2.5.3. Antifungal Screening

Potato dextrose agar (PDA) media was used for the antifungal studies. The following ingredients were used to prepare the media: potatoes (sliced washed unpeeled) 200 g, dextrose 20 g, and agar 20 g in 1000 mL distilled water. The pure cultures C. albicans, C. oxysporum, and A. niger were inoculated on PDA slants. These slants were incubated at 32°C for 7 days. To these 7-day-old slants of fungal strains, 10 mL of 0.1% tween-80 solution was added, and the culture were scraped with sterile inoculating loop to get uniform spore suspension. The agar plates were prepared by using the above potato dextrose agar media and wells were dug with the help of 6 mm sterile metallic cork borer. Each plate was inoculated with 7-day-old spore suspension of each fungal culture (100 μL) using a micropipette and spreaded uniformly using bent glass rod on each plate. Then each well was incorporated with the test compound solution of different concentrations. The drug fluconazole is used as standard. All the inoculated plates were incubated at 32°C for about 48 h. Soon after the completion of incubation period the diameter of the inhibition zone generated by each test compound against fungal growth was measured using antibiogram zone measuring scale.

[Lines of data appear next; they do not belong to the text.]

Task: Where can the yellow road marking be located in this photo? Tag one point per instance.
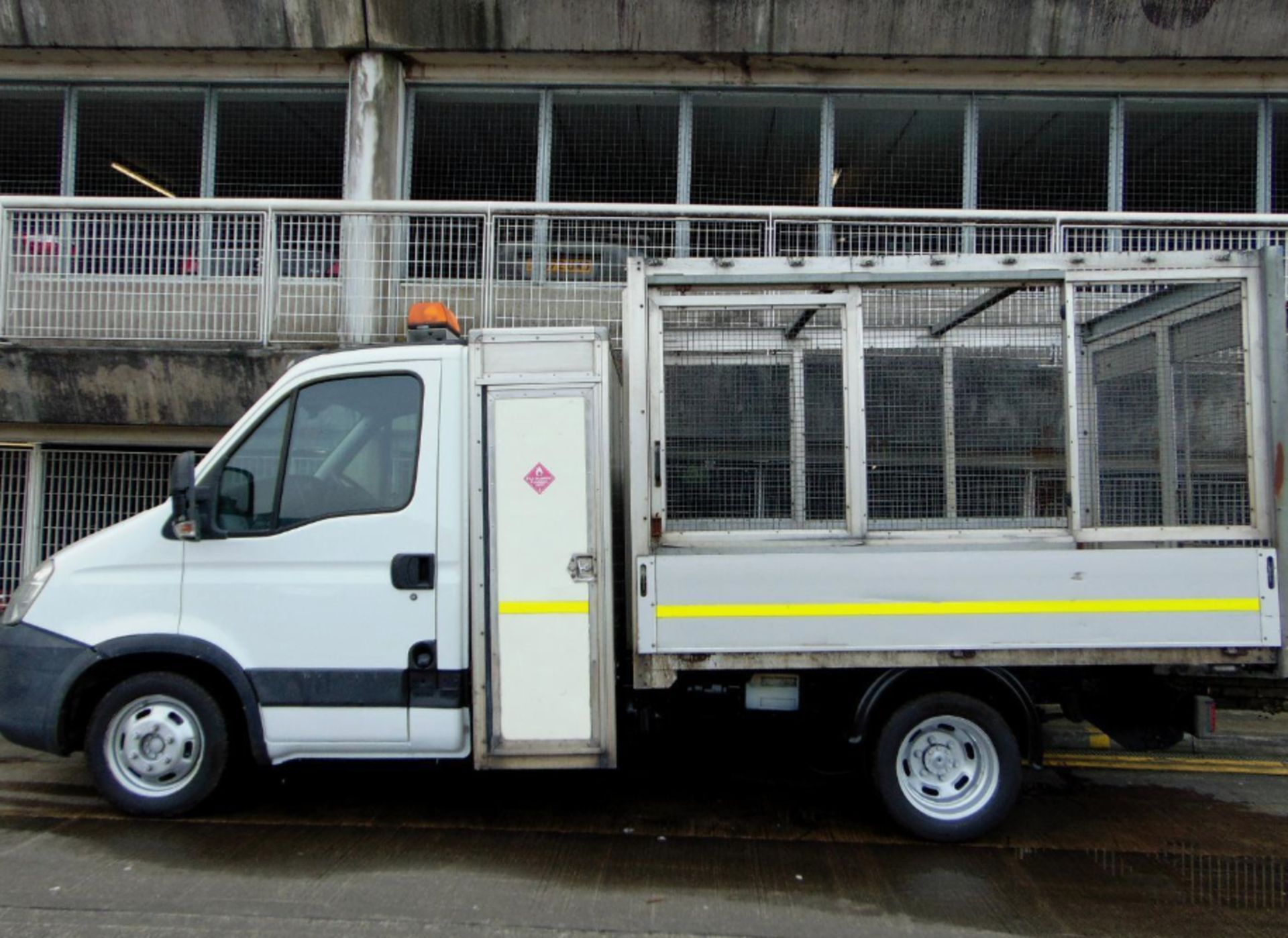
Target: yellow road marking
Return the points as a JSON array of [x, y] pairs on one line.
[[1002, 607], [540, 609], [1166, 763]]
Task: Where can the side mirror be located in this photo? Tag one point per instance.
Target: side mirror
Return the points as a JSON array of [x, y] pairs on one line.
[[184, 522]]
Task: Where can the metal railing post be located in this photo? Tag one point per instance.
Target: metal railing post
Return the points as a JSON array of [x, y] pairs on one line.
[[5, 259], [34, 511], [268, 276], [487, 276]]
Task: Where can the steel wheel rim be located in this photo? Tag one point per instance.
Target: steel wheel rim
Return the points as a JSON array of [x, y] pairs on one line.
[[949, 768], [154, 746]]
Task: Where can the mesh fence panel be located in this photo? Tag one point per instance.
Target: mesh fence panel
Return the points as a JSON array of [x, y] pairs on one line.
[[88, 490], [1165, 403], [1044, 155], [140, 144], [898, 154], [965, 407], [288, 147], [1279, 158], [570, 271], [614, 148], [32, 144], [13, 501], [148, 276], [1198, 158], [474, 146], [754, 419], [755, 150]]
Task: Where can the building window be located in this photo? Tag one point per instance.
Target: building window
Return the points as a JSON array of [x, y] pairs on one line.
[[897, 152], [140, 144], [614, 148], [755, 150], [1191, 156], [1044, 155], [476, 146], [32, 142], [290, 147]]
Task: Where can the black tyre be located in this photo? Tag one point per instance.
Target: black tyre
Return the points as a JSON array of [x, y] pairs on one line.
[[158, 745], [947, 767]]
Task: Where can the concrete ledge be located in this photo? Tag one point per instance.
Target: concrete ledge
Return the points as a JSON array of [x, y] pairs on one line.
[[963, 29], [124, 387]]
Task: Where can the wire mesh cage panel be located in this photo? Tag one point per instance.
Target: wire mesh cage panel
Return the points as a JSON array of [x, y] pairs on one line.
[[876, 239], [140, 144], [755, 419], [1279, 158], [1163, 405], [136, 274], [474, 145], [445, 262], [289, 146], [1044, 154], [755, 150], [614, 147], [32, 145], [964, 393], [13, 501], [1191, 156], [89, 490], [898, 152]]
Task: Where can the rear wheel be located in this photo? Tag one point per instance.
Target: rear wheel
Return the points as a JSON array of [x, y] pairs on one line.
[[947, 767], [158, 745]]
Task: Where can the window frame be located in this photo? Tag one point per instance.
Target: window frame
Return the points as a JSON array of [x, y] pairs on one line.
[[291, 400]]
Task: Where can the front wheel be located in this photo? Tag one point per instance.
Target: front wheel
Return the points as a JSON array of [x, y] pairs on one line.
[[947, 767], [158, 745]]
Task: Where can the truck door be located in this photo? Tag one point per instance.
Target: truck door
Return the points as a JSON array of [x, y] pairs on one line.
[[323, 588], [544, 643]]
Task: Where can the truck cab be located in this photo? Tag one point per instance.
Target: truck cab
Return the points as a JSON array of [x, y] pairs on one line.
[[308, 590]]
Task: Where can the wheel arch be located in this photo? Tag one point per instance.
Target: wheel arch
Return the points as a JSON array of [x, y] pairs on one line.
[[995, 686], [207, 664]]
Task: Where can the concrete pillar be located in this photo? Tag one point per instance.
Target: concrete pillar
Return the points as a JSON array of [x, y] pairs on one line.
[[370, 246]]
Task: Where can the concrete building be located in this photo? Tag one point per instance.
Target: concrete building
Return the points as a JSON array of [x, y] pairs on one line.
[[544, 142]]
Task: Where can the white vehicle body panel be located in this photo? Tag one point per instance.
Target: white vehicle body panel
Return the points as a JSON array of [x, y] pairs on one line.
[[961, 601], [119, 582]]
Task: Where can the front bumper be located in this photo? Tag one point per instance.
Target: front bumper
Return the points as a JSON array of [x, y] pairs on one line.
[[36, 672]]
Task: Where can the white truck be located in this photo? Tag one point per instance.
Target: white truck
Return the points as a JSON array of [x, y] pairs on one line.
[[910, 501]]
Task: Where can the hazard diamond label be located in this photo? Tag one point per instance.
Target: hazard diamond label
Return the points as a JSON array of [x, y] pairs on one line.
[[540, 478]]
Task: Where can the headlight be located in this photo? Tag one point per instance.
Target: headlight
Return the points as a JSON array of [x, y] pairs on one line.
[[26, 594]]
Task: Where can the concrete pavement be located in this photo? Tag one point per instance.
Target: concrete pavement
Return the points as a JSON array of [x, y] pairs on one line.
[[754, 851]]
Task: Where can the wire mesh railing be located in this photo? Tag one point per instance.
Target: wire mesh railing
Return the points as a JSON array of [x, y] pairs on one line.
[[54, 495], [317, 272]]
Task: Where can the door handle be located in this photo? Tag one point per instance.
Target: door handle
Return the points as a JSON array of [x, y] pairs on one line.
[[581, 567], [413, 571]]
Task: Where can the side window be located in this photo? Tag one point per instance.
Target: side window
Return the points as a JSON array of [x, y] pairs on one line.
[[352, 449], [249, 480]]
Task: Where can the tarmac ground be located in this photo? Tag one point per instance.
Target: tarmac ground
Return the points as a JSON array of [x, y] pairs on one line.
[[679, 849]]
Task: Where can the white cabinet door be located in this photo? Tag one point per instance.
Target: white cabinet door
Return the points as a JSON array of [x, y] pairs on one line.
[[319, 499], [545, 676]]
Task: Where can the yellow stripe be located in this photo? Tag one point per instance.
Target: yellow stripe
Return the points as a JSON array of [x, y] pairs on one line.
[[1006, 607], [540, 609]]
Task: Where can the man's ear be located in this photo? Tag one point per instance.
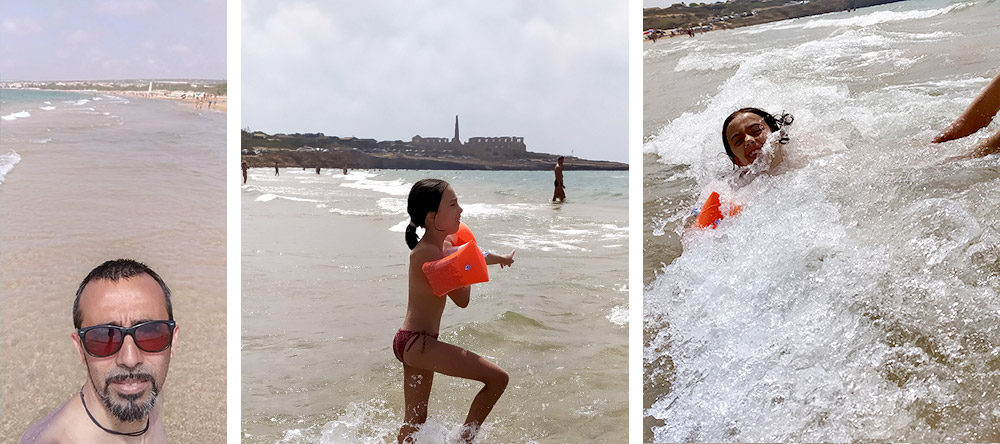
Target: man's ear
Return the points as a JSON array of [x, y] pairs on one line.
[[173, 343], [81, 353]]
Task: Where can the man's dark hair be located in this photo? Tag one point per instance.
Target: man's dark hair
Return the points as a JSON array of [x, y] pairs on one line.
[[114, 271]]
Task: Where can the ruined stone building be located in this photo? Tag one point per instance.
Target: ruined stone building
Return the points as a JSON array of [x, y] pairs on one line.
[[508, 146]]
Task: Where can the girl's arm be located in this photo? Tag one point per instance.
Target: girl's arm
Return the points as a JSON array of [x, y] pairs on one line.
[[505, 260], [979, 114], [460, 296]]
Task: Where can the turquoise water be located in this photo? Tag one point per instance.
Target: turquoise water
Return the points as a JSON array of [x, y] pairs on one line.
[[324, 290]]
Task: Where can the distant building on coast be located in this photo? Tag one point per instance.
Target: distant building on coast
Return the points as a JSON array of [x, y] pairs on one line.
[[507, 146]]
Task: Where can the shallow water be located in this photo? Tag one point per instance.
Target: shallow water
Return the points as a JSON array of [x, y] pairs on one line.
[[856, 295], [324, 285], [89, 177]]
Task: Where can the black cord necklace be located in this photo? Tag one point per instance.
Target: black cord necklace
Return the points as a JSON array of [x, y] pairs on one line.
[[113, 432]]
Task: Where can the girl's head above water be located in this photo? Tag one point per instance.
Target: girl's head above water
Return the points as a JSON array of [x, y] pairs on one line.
[[746, 130], [431, 196]]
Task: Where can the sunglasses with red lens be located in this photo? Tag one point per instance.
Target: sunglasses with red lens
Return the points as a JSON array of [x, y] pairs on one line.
[[105, 340]]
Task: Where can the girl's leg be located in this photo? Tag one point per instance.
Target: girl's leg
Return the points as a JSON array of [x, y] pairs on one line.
[[416, 393], [456, 361]]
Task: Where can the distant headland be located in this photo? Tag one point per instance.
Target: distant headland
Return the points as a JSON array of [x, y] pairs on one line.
[[687, 19], [424, 153]]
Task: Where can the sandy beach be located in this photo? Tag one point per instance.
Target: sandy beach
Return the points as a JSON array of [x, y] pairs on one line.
[[101, 178]]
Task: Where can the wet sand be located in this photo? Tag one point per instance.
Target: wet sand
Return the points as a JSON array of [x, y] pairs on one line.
[[89, 194]]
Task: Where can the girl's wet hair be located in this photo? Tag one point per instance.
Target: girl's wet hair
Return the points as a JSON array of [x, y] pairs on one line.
[[775, 123], [425, 197]]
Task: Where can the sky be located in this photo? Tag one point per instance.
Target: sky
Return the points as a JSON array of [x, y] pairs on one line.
[[112, 39], [554, 72]]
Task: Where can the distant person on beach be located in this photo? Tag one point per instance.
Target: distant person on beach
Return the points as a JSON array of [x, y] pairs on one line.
[[124, 337], [560, 191], [433, 204], [979, 114]]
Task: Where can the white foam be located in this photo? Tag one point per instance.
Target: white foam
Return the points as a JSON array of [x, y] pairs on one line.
[[362, 181], [17, 115], [618, 315], [350, 212], [7, 162], [392, 205]]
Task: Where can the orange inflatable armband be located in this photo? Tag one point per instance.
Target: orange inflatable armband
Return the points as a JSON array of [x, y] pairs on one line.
[[466, 266], [711, 212]]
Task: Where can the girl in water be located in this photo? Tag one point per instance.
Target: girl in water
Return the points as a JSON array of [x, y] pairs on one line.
[[745, 132], [433, 204]]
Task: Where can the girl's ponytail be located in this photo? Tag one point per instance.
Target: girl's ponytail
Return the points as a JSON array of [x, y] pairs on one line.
[[411, 236], [425, 197]]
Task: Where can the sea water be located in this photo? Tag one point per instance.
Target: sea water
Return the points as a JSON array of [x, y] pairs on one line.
[[324, 291], [87, 177], [855, 298]]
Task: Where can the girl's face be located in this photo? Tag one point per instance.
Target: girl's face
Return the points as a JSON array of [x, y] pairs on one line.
[[746, 134], [449, 213]]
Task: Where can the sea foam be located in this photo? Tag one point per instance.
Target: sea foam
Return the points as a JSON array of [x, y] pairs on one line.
[[7, 162]]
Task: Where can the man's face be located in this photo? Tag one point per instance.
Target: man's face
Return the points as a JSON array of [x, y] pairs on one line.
[[129, 380]]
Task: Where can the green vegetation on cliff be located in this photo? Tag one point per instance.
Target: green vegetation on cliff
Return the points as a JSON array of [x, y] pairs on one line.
[[313, 150]]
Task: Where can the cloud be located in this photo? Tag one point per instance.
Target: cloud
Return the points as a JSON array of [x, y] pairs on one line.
[[20, 26], [128, 8]]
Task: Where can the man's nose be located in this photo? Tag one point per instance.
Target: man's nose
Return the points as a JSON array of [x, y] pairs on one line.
[[129, 356]]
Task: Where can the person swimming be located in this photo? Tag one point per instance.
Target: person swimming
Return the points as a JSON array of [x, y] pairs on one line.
[[745, 133], [753, 140]]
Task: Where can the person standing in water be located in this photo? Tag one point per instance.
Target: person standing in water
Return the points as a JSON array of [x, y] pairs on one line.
[[433, 204], [560, 191]]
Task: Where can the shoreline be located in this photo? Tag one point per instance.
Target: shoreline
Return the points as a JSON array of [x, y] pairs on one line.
[[163, 95]]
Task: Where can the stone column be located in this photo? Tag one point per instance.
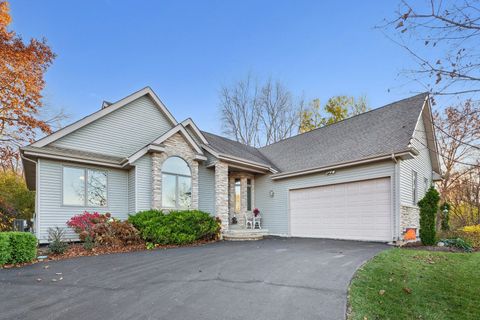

2.5.4. DNA Cleavage Experiment

The extent to which the newly synthesized ligands and their metal complexes could function as DNA cleavage agents was examined using E. coli DNA as a target. The electrophoresis method was employed to study the efficiency of cleavage by the synthesized compounds. Nutrient broth media was used (Peptone 10 g, NaCl 10 g and yeast extract 5 gL−1) for culturing E. coli. The electrophoresis of the test compounds was done according to the literature method [33].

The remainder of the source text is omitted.